The BBC said the director general’s initial response had set out the position as he understood it at the time, and ahead of the internal report Mr Davie said he wanted to “ensure everything is flushed out” and “any cases are looked at”.

“Limitations within current BBC systems” which did not cover all archived information meant the allegations were not revealed at first, the internal review found.

Tim Westwood in 2007.

The review examined allegations reported after 2012, in the wake of the Jimmy Savile scandal, and found two claims of sexual misconduct and two complaints about Westwood’s behaviour in the workplace.

Among these was an allegation that in 2007 Westwood made sexual remarks to a 15-year-old girl at a non-BBC event. The incident was referred to police, but in 2013 they said they would take no further action.

After BBC News and the Guardian published allegations by seven women in April, the BBC said it received further allegations, including a claim of sexual assault at a BBC event in the mid-2000s and two allegations of sexual assault from the mid-1980s before Westwood’s time at the broadcaster.

Another woman described “a consensual sexual encounter” with Westwood in the mid-2000s which “she now considers to have been inappropriate”.

The new independent inquiry would be the first the BBC has launched since 2021’s investigation by Lord Dyson into the way Martin Bashir obtained his interview with Princess Diana in 1995.

Westwood, who hosted the UK’s first nationally broadcast hip-hop show from 1994 until leaving the BBC in 2013, was accused by seven women of abusing his position in the music industry to exploit them in the April investigation by BBC News and the Guardian.

Some of the women worked in the industry and feared repercussions from challenging such a prominent figure over the incidents, which they said took place between 1992 and 2017.

Now 64, the DJ has strongly denied the allegations.
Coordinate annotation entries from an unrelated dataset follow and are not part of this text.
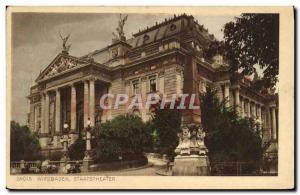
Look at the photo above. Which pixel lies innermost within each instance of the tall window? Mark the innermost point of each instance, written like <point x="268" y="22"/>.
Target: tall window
<point x="135" y="87"/>
<point x="152" y="84"/>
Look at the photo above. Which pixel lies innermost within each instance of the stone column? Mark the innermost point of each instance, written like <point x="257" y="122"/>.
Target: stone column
<point x="73" y="108"/>
<point x="92" y="102"/>
<point x="42" y="113"/>
<point x="46" y="120"/>
<point x="274" y="135"/>
<point x="56" y="137"/>
<point x="85" y="103"/>
<point x="242" y="107"/>
<point x="57" y="112"/>
<point x="259" y="113"/>
<point x="226" y="94"/>
<point x="249" y="108"/>
<point x="237" y="99"/>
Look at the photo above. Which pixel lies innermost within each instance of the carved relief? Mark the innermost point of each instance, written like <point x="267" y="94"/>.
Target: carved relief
<point x="61" y="65"/>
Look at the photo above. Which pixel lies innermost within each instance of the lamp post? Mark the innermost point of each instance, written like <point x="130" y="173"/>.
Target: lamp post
<point x="88" y="140"/>
<point x="64" y="140"/>
<point x="87" y="160"/>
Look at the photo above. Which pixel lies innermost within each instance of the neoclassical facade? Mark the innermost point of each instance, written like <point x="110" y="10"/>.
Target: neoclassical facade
<point x="166" y="58"/>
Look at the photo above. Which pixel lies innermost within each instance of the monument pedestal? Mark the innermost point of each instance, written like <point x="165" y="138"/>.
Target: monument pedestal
<point x="191" y="159"/>
<point x="86" y="163"/>
<point x="192" y="165"/>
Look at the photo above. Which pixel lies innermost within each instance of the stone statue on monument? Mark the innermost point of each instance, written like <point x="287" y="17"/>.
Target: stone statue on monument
<point x="65" y="47"/>
<point x="191" y="152"/>
<point x="120" y="36"/>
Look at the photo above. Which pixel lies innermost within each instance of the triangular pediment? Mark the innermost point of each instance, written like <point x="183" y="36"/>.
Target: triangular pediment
<point x="61" y="63"/>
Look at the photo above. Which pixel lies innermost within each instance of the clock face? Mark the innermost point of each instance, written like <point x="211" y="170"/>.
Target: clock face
<point x="114" y="52"/>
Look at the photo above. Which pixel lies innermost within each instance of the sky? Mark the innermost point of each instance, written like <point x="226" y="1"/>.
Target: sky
<point x="36" y="42"/>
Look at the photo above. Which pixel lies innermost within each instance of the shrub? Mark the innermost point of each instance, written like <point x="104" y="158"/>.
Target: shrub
<point x="125" y="135"/>
<point x="165" y="125"/>
<point x="24" y="145"/>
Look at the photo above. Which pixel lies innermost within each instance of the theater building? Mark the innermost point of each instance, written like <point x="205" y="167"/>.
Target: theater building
<point x="166" y="58"/>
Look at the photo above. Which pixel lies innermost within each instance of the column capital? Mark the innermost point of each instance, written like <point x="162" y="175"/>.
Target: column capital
<point x="235" y="86"/>
<point x="57" y="89"/>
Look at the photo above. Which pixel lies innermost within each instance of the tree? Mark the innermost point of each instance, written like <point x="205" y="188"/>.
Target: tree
<point x="253" y="39"/>
<point x="165" y="125"/>
<point x="125" y="135"/>
<point x="229" y="137"/>
<point x="24" y="145"/>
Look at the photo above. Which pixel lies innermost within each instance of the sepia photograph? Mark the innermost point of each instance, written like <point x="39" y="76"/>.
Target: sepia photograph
<point x="99" y="94"/>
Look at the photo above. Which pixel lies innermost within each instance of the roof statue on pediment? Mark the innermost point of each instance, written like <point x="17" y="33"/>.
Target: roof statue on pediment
<point x="59" y="65"/>
<point x="120" y="30"/>
<point x="65" y="47"/>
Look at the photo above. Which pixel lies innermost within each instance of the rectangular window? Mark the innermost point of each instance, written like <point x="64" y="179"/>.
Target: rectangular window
<point x="152" y="81"/>
<point x="135" y="87"/>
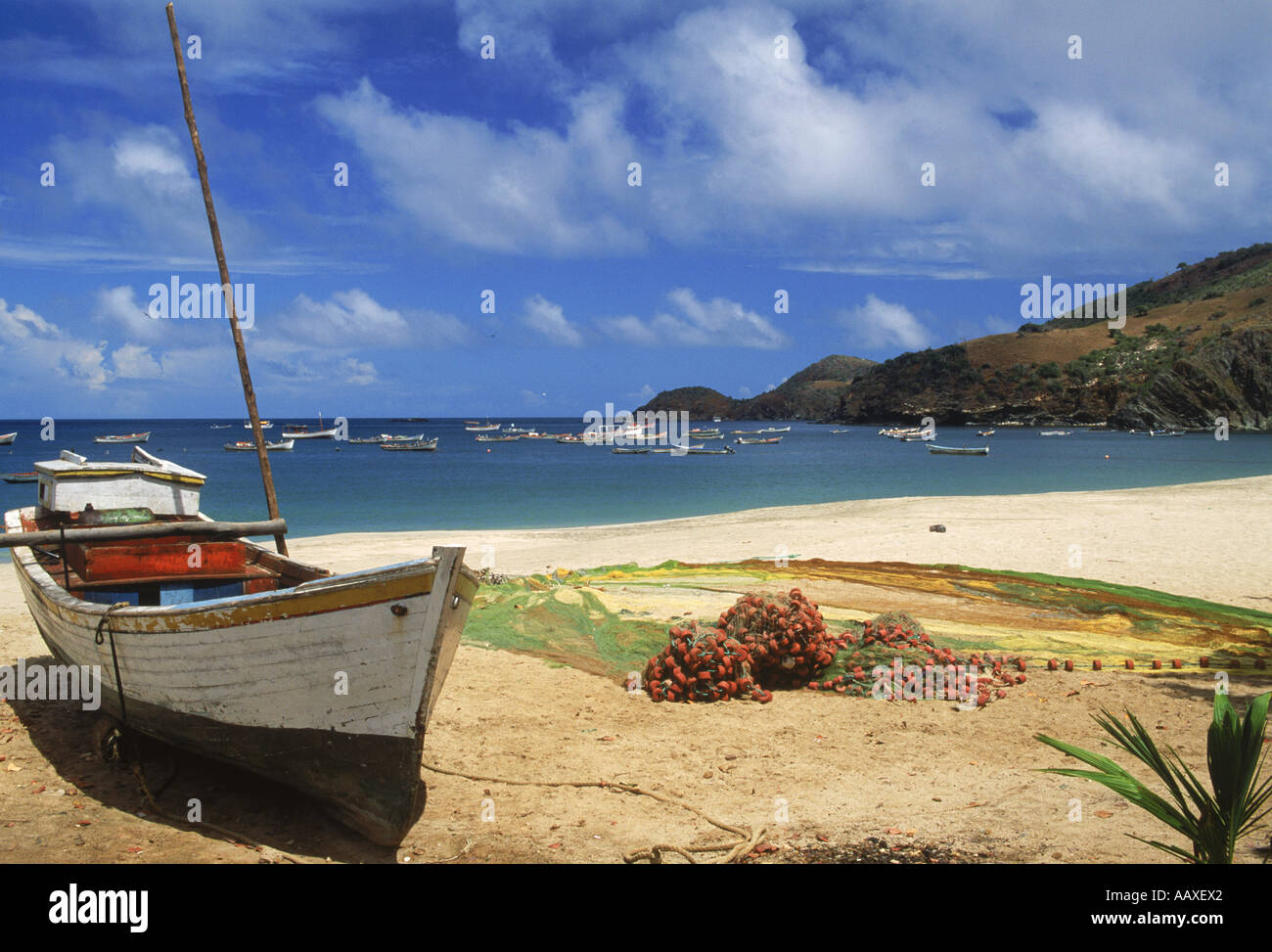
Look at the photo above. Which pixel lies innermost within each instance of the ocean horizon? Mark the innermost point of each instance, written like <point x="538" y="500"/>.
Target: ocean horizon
<point x="327" y="486"/>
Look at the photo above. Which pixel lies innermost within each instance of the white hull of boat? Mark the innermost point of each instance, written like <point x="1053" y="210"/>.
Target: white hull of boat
<point x="252" y="678"/>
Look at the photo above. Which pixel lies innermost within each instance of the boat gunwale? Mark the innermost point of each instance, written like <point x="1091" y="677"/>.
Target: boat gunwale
<point x="360" y="579"/>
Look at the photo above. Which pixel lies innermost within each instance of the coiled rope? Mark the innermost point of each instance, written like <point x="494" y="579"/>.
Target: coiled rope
<point x="734" y="850"/>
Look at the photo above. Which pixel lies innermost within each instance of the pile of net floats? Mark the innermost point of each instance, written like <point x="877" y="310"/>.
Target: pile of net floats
<point x="764" y="643"/>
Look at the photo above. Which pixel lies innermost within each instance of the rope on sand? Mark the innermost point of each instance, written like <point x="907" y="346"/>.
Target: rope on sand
<point x="733" y="850"/>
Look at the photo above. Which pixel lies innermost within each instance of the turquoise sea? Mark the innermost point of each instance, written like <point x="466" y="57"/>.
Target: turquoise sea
<point x="334" y="486"/>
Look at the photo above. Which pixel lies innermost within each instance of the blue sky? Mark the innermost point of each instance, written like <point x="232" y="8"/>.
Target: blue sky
<point x="510" y="174"/>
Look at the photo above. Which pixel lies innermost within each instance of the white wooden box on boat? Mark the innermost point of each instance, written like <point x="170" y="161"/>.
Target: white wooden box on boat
<point x="71" y="483"/>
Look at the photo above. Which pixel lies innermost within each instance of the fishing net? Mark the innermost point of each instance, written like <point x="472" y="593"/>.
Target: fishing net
<point x="787" y="637"/>
<point x="701" y="664"/>
<point x="893" y="657"/>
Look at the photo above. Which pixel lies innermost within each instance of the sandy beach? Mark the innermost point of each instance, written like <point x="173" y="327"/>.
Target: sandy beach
<point x="836" y="770"/>
<point x="1204" y="540"/>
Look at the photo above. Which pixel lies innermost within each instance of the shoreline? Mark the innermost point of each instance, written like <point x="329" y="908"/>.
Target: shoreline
<point x="1179" y="538"/>
<point x="530" y="719"/>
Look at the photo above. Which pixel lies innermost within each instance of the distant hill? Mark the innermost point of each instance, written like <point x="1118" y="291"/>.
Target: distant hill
<point x="1197" y="343"/>
<point x="813" y="393"/>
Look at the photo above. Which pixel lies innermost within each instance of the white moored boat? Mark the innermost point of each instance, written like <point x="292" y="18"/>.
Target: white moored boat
<point x="957" y="451"/>
<point x="123" y="438"/>
<point x="246" y="445"/>
<point x="237" y="658"/>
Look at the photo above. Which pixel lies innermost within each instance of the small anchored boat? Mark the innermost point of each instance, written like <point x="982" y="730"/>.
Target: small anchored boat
<point x="123" y="438"/>
<point x="250" y="447"/>
<point x="386" y="438"/>
<point x="414" y="445"/>
<point x="724" y="451"/>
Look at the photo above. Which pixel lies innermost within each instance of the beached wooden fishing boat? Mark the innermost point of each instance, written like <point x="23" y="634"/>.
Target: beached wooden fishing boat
<point x="249" y="447"/>
<point x="322" y="682"/>
<point x="123" y="438"/>
<point x="243" y="657"/>
<point x="958" y="451"/>
<point x="414" y="445"/>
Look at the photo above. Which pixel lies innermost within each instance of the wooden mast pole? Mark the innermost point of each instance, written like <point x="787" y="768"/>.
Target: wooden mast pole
<point x="227" y="291"/>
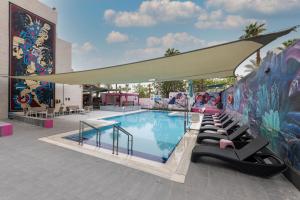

In a statement in April, Westwood’s spokesperson said there had never been any complaints against him of inappropriate behaviour as described in the women’s claims, and no investigation by the police, his employer or “any other authority”.

Following the initial revelations, a further 10 women came forward to BBC News and the Guardian with allegations of unexpected and unwanted sexual touching, sexual misconduct and – in one case – sex with a 14-year-old.

An 18th woman has also spoken to BBC News, alleging unexpected and unwanted sexual touching and sexual misconduct by Westwood when she believed she was meeting him to discuss work experience at Radio 1Xtra.

She alleges that Westwood instead drove her to a flat in west London, where he had sex with her. The DJ, who also presented the MTV show Pimp My Ride UK from 2005 to 2007, told her that the property was where he filmed for the show.

A spokesperson for MTV said the channel was not aware of any complaints having been made at the time of the show or since, but it was conducting an internal review for “further reassurance”. “We take this very seriously,” MTV said in a statement.

Westwood has been approached for comment.

The DJ joined Capital Xtra in 2013 after leaving the BBC, but stepped down from the show “until further notice” in April when the allegations against him were published.

The Guardian also reported that a former BBC employee had raised concerns about “bullying” by Tim Westwood in the early 2010s.